Der Hackerparagraf 202 c ist der größte Unsinn

Hackertools zu nutzen, auch wenn es der eigenen Sicherheit dient, ist künftig verboten. Weingarten fordert in einem Gastbeitrag der Netzeitung ein Eingreifen des Bundespräsidenten.

Hamburg/Berlin, den 16. Juli 2007

Mit großer Sorge um die weitere Standortattraktivität Deutschlands muss ich eine beispiellose gesetzliche Fehlentwicklung feststellen, was die IT-Sicherheit und die Abwehr von Industriespionage via Internet angeht.

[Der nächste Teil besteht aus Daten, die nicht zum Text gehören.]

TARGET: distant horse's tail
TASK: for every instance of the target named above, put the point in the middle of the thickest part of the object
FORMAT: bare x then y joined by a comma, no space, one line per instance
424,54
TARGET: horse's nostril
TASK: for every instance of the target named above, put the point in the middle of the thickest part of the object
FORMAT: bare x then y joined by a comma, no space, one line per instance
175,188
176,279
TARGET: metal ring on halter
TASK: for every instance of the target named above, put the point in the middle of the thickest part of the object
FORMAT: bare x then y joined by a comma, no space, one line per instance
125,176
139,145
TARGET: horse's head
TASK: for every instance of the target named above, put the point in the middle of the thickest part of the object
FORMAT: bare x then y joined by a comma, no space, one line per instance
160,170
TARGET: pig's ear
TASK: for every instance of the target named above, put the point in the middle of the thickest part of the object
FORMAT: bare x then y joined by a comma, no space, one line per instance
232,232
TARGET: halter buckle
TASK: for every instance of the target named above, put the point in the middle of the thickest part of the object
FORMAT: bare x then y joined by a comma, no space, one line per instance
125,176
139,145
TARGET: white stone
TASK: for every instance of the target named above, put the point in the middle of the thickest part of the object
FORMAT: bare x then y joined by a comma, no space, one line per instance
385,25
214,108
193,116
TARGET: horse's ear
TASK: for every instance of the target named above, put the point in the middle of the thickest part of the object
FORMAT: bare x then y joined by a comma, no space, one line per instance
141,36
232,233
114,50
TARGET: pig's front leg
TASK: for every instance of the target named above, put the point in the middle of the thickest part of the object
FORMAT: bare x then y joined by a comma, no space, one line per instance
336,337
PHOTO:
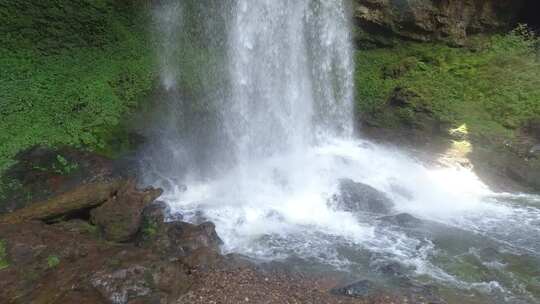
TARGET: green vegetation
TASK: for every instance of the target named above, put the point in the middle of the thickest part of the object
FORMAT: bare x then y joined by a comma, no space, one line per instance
489,88
4,263
71,71
149,229
53,261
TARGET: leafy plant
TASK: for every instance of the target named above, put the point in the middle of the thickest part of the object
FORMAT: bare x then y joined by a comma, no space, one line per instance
53,261
4,263
492,85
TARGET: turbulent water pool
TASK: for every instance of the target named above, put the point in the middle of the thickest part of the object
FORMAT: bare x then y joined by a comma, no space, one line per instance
281,140
476,245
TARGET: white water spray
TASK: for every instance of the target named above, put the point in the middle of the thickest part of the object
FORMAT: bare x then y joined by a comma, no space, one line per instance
287,118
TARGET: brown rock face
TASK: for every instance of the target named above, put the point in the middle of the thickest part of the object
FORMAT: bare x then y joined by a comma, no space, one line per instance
120,217
428,20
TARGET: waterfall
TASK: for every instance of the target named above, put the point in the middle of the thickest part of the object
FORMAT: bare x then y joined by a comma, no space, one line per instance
254,116
291,74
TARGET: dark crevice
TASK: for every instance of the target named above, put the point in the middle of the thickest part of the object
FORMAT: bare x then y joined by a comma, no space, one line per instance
81,214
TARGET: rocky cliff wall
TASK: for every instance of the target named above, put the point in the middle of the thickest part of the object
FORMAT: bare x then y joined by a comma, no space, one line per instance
381,21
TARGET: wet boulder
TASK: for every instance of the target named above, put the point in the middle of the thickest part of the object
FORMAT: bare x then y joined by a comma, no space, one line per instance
120,217
360,289
194,244
359,197
123,285
41,173
69,204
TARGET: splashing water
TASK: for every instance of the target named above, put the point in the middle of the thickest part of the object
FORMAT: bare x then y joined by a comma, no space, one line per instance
285,126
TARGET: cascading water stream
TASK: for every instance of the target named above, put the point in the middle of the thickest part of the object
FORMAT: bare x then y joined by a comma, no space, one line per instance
284,137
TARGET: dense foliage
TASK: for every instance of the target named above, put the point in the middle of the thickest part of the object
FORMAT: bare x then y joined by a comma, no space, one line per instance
71,70
491,86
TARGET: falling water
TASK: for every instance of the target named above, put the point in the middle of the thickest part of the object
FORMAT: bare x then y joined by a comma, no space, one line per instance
275,136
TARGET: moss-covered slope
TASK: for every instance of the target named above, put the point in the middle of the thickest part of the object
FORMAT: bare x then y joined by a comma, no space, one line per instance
70,71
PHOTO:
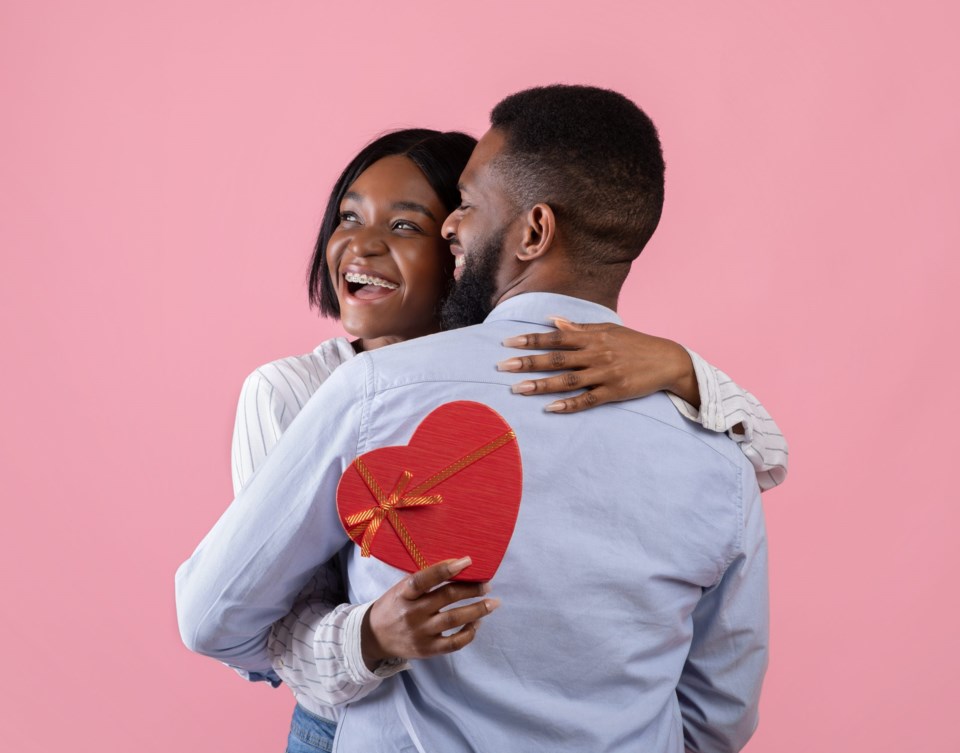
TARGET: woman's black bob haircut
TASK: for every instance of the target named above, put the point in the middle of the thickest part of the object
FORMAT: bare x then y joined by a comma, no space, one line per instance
441,158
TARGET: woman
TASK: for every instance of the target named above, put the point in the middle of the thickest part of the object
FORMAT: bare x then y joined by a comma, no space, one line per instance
389,205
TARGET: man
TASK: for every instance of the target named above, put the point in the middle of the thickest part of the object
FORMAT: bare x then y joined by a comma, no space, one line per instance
634,589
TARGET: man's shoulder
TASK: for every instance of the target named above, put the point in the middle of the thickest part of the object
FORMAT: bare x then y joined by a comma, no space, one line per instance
659,414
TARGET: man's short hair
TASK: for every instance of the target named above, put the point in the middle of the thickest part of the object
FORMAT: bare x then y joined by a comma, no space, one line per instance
594,157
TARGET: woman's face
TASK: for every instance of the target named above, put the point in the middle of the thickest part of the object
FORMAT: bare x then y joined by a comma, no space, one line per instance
387,260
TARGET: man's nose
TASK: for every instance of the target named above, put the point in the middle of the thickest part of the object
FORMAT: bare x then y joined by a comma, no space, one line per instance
367,241
449,228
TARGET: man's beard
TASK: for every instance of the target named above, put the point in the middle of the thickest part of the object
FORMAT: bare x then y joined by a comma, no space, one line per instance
472,296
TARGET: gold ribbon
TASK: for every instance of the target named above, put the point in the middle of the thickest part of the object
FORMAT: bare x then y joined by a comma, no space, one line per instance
369,521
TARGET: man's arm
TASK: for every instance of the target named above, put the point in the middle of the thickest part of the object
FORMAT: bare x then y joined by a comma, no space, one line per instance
247,571
719,688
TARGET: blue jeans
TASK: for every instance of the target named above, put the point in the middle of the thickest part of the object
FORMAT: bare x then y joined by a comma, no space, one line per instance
310,733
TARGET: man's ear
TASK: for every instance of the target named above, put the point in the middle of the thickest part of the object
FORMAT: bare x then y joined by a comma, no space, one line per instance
539,232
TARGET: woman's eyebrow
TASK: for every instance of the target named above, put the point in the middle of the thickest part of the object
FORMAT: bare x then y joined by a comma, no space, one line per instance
412,206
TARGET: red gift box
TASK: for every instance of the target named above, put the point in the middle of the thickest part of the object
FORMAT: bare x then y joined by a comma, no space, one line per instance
453,491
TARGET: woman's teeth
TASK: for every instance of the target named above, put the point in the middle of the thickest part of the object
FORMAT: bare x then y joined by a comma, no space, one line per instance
370,280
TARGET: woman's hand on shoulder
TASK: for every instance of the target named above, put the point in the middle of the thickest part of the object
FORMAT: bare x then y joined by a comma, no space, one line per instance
608,361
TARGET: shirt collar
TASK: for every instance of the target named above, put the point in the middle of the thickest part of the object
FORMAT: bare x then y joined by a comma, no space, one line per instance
534,308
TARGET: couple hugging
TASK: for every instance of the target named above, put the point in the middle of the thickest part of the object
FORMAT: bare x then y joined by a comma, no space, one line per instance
630,610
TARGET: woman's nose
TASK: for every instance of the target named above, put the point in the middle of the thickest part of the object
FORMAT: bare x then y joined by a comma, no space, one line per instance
366,241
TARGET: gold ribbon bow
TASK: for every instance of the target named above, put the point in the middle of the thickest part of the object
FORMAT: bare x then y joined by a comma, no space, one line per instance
369,521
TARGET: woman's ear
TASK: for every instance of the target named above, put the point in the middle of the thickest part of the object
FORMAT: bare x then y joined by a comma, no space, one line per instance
539,231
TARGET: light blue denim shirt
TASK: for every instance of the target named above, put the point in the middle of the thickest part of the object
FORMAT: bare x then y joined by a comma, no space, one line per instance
634,590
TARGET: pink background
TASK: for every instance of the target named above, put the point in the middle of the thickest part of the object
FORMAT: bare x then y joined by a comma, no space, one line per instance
163,174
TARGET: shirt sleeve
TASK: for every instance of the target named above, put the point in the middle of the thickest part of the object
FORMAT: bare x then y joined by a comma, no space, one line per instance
316,650
247,572
261,419
725,406
719,687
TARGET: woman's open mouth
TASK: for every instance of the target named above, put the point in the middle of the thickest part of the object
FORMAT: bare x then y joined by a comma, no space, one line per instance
368,287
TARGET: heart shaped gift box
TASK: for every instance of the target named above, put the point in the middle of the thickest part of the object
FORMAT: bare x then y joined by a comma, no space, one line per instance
453,491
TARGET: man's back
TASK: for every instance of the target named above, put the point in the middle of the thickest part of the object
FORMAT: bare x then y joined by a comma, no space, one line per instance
629,515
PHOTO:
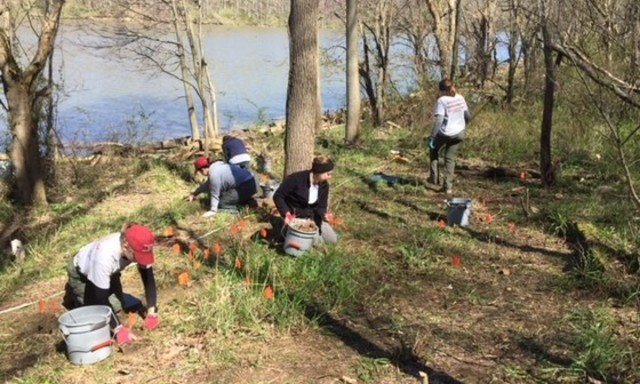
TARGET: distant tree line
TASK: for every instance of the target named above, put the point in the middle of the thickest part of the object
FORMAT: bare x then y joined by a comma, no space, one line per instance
258,12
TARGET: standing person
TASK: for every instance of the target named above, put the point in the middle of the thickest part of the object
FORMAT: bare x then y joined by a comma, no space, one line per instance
94,275
229,185
451,115
305,194
235,152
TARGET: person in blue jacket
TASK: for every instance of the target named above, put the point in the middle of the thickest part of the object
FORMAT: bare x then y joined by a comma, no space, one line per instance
305,195
229,185
235,152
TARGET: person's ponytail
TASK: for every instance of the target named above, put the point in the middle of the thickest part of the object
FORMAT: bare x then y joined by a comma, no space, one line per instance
446,85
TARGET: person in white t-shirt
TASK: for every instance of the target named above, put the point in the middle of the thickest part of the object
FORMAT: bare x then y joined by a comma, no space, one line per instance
451,116
94,275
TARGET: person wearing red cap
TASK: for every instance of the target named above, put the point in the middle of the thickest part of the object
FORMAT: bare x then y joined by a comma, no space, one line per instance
94,275
229,185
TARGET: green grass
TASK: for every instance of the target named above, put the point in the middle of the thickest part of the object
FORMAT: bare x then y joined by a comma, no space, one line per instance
597,351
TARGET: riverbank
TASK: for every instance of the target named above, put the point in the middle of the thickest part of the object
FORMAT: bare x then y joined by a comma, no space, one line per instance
401,293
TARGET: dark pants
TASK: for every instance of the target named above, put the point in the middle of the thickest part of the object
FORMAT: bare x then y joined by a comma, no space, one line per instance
450,144
240,195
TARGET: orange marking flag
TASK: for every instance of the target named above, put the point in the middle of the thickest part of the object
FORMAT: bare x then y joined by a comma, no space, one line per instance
268,293
131,320
488,218
184,279
169,232
456,261
42,306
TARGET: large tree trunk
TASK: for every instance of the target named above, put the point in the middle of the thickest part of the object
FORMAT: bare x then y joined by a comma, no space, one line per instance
24,100
25,152
445,35
353,77
199,65
184,69
302,91
546,165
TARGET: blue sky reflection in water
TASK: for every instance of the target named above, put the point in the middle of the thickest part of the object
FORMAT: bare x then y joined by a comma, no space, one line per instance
109,99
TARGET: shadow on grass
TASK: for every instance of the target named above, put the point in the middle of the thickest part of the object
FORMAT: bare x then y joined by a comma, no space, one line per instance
487,238
539,352
42,327
405,359
363,205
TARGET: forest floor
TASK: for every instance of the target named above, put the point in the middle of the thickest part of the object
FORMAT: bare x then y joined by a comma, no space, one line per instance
400,295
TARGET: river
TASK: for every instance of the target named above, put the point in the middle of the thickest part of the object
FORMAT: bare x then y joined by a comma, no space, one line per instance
104,97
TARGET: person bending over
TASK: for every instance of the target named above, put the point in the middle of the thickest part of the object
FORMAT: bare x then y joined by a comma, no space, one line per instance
94,275
235,152
305,195
229,185
451,114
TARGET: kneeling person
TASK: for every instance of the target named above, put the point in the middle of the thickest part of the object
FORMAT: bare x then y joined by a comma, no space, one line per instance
229,185
94,274
305,195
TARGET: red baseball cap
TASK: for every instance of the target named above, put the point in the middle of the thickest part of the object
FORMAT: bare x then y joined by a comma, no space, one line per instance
201,162
141,241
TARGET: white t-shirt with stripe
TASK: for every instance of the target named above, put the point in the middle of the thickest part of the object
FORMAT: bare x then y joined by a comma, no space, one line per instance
453,109
101,259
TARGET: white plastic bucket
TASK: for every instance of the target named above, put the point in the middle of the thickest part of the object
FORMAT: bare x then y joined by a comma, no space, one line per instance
459,211
296,242
87,333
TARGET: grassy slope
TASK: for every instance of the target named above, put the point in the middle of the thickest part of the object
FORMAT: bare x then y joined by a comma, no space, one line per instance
382,305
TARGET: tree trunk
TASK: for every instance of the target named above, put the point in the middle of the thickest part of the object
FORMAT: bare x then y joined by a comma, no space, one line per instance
184,69
302,90
353,77
546,165
24,152
453,35
200,73
24,101
366,72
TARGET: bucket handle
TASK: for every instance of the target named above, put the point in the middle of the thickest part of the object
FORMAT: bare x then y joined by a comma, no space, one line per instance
104,344
294,245
66,332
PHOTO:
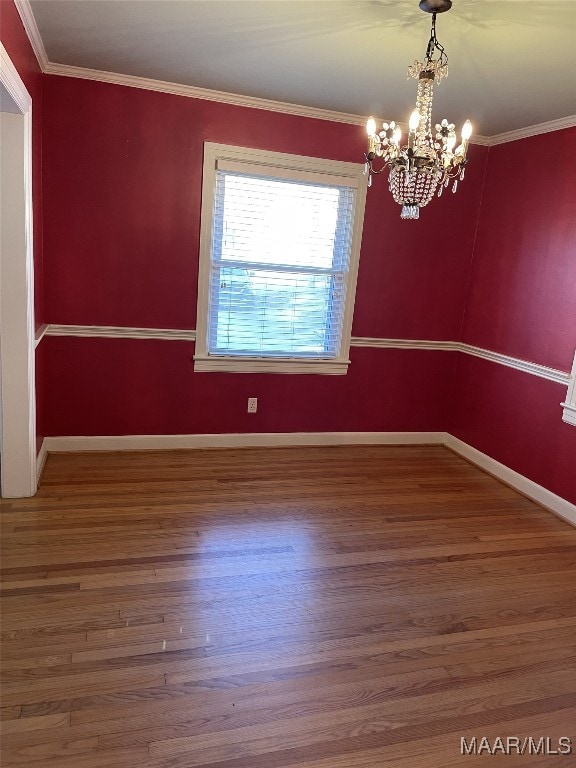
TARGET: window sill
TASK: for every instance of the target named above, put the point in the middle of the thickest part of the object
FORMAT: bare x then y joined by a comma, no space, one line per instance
271,365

Per EU-Rahmenbeschluss wurden die Mitgliedstaaten der Europäischen Union bis zum 16. März 2007 verpflichtet, Maßnahmen zur Bekämpfung der Computerkriminalität zu treffen. In Deutschland entstand hierzu u.a. der so genannte Hackerparagraf. Es handelt sich dabei um Paragraf 202 c des Strafgesetzbuches, der mittlerweile den Bundestag und den Bundesrat passiert hat und nun nur noch auf die Unterschrift des Bundespräsidenten wartet.

Einhellige Ablehnung

In meiner bisherigen Berufslaufbahn habe ich es noch nie erlebt, dass ein Gesetzentwurf derart umfassende Ablehnung erfährt. Professoren, Sicherheitsbeauftragte und IT-Hersteller lehnen den Entwurf genauso ab wie die Fachpresse und zahlreiche Computer-Vereine. Mir ist kein einziger IT-Sicherheitsexperte bekannt, der den Gesetzesentwurf unterstützt.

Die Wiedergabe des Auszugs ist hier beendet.